Originally called Dung An Trân, Andrew was born about 1795 into a poor and pagan family in Bac-Ninh in North Vietnam. When he was twelve the family had to move to Hanoi so his parents could find work. There he met a catechist who gave him food and shelter, as well as education in the Christian faith for three years. He was baptised with the Christian name Andrew (Andrew Dung). After learning Chinese and Latin he himself became a catechist, and taught catechesis in the country. Chosen to study theology, he was ordained a priest on 15th March 1823. As parish priest he was tireless in his preaching. He often fasted and lived a simple and moral life that was so good an example to the people that many were baptised.
In 1835 he was imprisoned under emperor Minh-Mang’s persecutions (he was called Vietnam’s emperor Nero), but his freedom was purchased by donations from members of the congregation he served. To avoid persecutions he changed his name to Lac (Andrew Lac) and moved to another prefecture to continue his work. But in 1839 he was again arrested with another Vietnamese priest Peter Thi, to whom he gone visiting so that he could go to confession. Once again the people paid money so that he and Peter could be released. However, their freedom was brief. They were soon re-arrested, taken to Hanoi, where both suffered a dreadful torture and were finally beheaded on 21st December 1839.

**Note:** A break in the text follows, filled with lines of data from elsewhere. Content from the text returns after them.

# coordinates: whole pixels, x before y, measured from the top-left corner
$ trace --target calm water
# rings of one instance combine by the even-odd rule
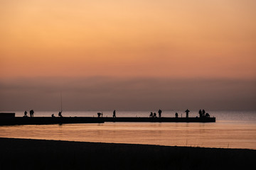
[[[162,113],[174,117],[178,112]],[[198,115],[191,111],[191,117]],[[22,116],[23,112],[16,112]],[[50,116],[58,112],[35,112]],[[145,117],[150,112],[117,111],[117,116]],[[183,113],[183,117],[185,113]],[[210,111],[216,123],[105,123],[0,126],[0,137],[113,143],[150,144],[256,149],[256,111]],[[112,111],[103,116],[112,116]],[[63,112],[63,116],[97,116],[97,111]]]

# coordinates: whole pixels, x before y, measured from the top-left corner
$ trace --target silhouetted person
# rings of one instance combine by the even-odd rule
[[[198,113],[199,113],[199,117],[202,118],[202,110],[201,109],[199,110]]]
[[[161,110],[159,109],[159,118],[161,118]]]
[[[33,110],[31,110],[29,111],[29,114],[30,114],[31,117],[33,117],[33,113],[34,113]]]
[[[97,114],[98,115],[98,118],[100,118],[100,115],[101,115],[102,113],[98,112]]]
[[[210,115],[209,115],[209,113],[206,113],[206,118],[210,118]]]
[[[186,112],[186,118],[188,118],[188,113],[190,112],[190,110],[187,109],[185,112]]]
[[[203,117],[204,117],[204,116],[205,116],[205,115],[206,115],[206,111],[205,111],[205,110],[204,110],[204,109],[203,109],[203,111],[202,111],[202,115],[203,115]]]
[[[153,118],[156,118],[156,113],[155,112],[153,114]]]
[[[114,111],[113,111],[113,118],[117,118],[115,115],[115,110],[114,110]]]

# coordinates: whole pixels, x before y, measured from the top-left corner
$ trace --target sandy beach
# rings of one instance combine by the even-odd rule
[[[0,169],[256,168],[256,150],[0,138]]]

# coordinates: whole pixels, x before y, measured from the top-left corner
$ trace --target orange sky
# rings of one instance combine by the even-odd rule
[[[255,79],[255,8],[254,0],[1,1],[0,77]]]

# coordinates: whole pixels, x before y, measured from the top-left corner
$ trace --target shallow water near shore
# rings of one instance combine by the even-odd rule
[[[179,117],[164,110],[162,117]],[[0,137],[81,142],[132,143],[256,149],[256,111],[209,111],[216,123],[105,123],[0,126]],[[50,116],[58,112],[35,112]],[[119,117],[148,117],[150,111],[117,111]],[[103,111],[111,117],[112,111]],[[16,112],[22,116],[23,112]],[[97,116],[97,111],[63,111],[63,116]],[[198,115],[191,111],[190,117]]]

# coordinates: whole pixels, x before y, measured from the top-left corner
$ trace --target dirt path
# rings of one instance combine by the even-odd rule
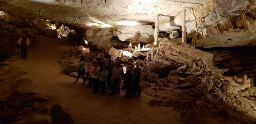
[[[67,41],[43,36],[35,38],[29,48],[28,58],[10,66],[27,72],[23,76],[35,84],[35,90],[53,96],[71,115],[75,123],[180,123],[180,114],[170,108],[149,106],[150,97],[125,101],[108,95],[91,93],[91,89],[73,84],[74,78],[61,73],[58,60],[71,47]]]

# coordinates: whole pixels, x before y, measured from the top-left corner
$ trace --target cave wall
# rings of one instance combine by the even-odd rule
[[[188,38],[203,48],[256,44],[255,1],[226,0],[186,9]],[[183,15],[175,18],[183,25]]]
[[[18,40],[23,32],[30,38],[32,44],[35,35],[57,38],[56,31],[49,30],[47,23],[42,19],[29,19],[3,12],[0,15],[0,61],[19,52]]]

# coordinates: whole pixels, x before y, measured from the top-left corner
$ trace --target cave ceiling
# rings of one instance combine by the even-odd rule
[[[90,27],[120,22],[154,22],[157,14],[175,16],[184,7],[214,0],[0,0],[0,9],[19,16],[42,18]],[[165,19],[161,18],[161,19]]]

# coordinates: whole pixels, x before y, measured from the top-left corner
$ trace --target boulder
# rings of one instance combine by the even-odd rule
[[[117,35],[122,42],[131,43],[153,43],[154,29],[149,25],[120,26],[117,29]]]
[[[78,73],[77,72],[72,72],[70,73],[71,77],[77,78],[77,76],[78,76]]]
[[[122,51],[111,47],[109,49],[109,53],[111,56],[111,59],[115,60],[121,54]]]
[[[70,115],[62,110],[58,104],[51,107],[51,124],[73,124],[74,121]]]
[[[31,121],[31,123],[48,124],[51,122],[51,117],[49,115],[35,115]]]
[[[153,50],[154,51],[154,50]],[[207,70],[213,63],[213,55],[196,49],[187,44],[175,44],[161,42],[156,49],[150,63],[151,69],[159,74],[166,74],[182,65],[193,67],[197,70]]]
[[[69,75],[72,72],[77,72],[77,67],[73,64],[65,64],[62,65],[61,68],[64,73]]]
[[[179,33],[177,31],[173,31],[171,33],[171,34],[170,34],[170,38],[171,39],[175,39],[179,37]]]

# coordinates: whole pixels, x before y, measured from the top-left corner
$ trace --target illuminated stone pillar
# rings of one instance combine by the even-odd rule
[[[182,26],[182,39],[181,42],[183,43],[186,42],[187,37],[187,27],[186,27],[186,8],[184,8],[184,20]]]
[[[159,15],[157,15],[157,20],[155,22],[155,32],[154,33],[154,45],[157,45],[157,41],[158,40],[158,35],[159,35],[159,25],[158,25],[158,20],[159,20]]]

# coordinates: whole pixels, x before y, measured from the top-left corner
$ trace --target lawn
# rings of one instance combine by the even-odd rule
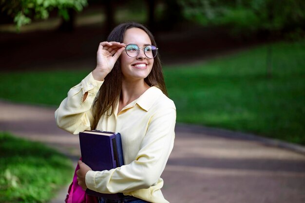
[[[1,203],[47,202],[73,177],[71,162],[62,154],[3,132],[0,157]]]
[[[271,47],[272,71],[267,75]],[[90,72],[2,73],[1,98],[58,106]],[[305,145],[305,41],[164,67],[177,122],[250,132]]]

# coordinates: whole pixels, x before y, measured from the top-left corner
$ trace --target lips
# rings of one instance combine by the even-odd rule
[[[146,63],[135,63],[134,64],[133,64],[132,66],[136,68],[146,68],[147,64]]]

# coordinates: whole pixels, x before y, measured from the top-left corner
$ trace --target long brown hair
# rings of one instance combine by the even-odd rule
[[[144,30],[148,35],[152,45],[157,46],[154,38],[151,32],[144,25],[136,22],[121,24],[109,34],[107,41],[123,42],[125,31],[132,28]],[[92,129],[95,129],[102,115],[107,113],[110,116],[113,113],[121,93],[122,89],[122,72],[120,58],[116,61],[111,72],[105,78],[103,85],[99,89],[99,94],[93,106],[94,121]],[[152,68],[150,74],[144,78],[145,82],[150,86],[156,86],[167,95],[163,73],[159,55],[154,58]]]

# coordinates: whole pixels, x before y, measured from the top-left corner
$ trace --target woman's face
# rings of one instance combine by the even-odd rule
[[[123,43],[136,44],[139,47],[145,47],[152,45],[148,35],[139,28],[130,28],[125,31]],[[123,51],[121,55],[121,68],[123,78],[128,80],[138,80],[147,77],[152,68],[153,58],[148,58],[144,53],[144,49],[140,49],[137,56],[131,57]]]

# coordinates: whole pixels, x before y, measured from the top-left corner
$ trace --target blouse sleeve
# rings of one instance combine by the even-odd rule
[[[174,105],[155,112],[151,118],[135,160],[110,170],[88,171],[87,186],[99,192],[115,193],[156,184],[173,147],[175,121]]]
[[[92,107],[103,82],[95,80],[90,73],[79,84],[71,88],[67,98],[55,111],[57,126],[75,134],[90,130],[93,121]],[[83,102],[86,92],[87,98]]]

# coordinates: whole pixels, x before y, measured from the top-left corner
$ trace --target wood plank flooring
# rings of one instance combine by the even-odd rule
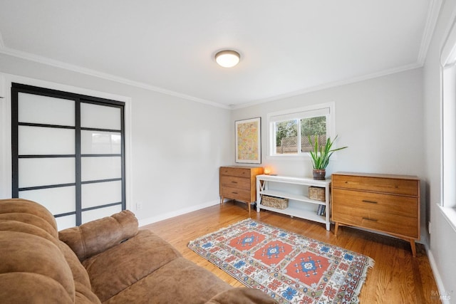
[[[437,288],[424,246],[417,243],[417,256],[412,256],[410,243],[393,237],[341,227],[337,236],[324,224],[274,212],[253,209],[252,219],[306,237],[338,246],[373,258],[359,295],[361,303],[438,303]],[[141,227],[170,242],[182,255],[232,285],[243,286],[236,279],[206,261],[187,246],[189,241],[249,218],[245,204],[229,201]]]

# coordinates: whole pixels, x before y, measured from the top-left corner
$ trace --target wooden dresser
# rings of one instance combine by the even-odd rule
[[[337,172],[332,175],[332,220],[408,241],[420,239],[420,179],[407,175]]]
[[[256,177],[263,174],[261,167],[220,167],[220,204],[224,199],[243,201],[249,206],[256,200]]]

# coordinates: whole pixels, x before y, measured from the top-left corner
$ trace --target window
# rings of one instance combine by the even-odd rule
[[[331,103],[268,115],[269,156],[307,155],[316,137],[324,144],[335,136],[333,113]]]
[[[13,197],[59,229],[125,209],[123,102],[12,84]]]
[[[442,49],[442,203],[456,229],[456,26]]]

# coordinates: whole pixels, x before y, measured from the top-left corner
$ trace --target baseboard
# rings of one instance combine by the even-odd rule
[[[209,201],[204,204],[201,204],[196,206],[192,206],[188,208],[184,208],[179,210],[175,210],[172,212],[167,212],[164,214],[160,214],[157,216],[149,217],[147,219],[143,219],[138,220],[140,227],[145,225],[148,225],[150,224],[155,223],[157,221],[163,221],[165,219],[171,219],[172,217],[177,216],[180,215],[185,214],[189,212],[195,211],[197,210],[202,209],[207,207],[210,207],[211,206],[214,206],[218,204],[220,204],[220,201],[215,200],[212,201]]]
[[[437,288],[439,289],[438,290],[435,290],[435,293],[433,293],[433,294],[429,295],[429,296],[440,299],[443,304],[450,304],[452,295],[448,295],[447,290],[446,290],[445,288],[445,286],[443,285],[443,281],[442,281],[442,278],[440,277],[439,270],[437,268],[437,264],[435,263],[435,260],[434,259],[432,252],[427,245],[425,245],[425,248],[426,248],[426,253],[428,253],[428,258],[429,258],[430,268],[432,270],[432,273],[434,274],[434,278],[435,279]]]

The Church in Vietnam today
One of the heroes of the Catholic Church in Vietnam in recent years has been Cardinal François-Xavier Nguyen van Thuan, who, after spending 13 years in prison there, came to live in Rome where he died in 2002. In 2007 Pope Benedict approved the introduction of his cause for beatification. Today there are 26 Catholic dioceses in Vietnam. There are 2228 parishes and 2668 priests. Catholics are about 7% of the 85 million population.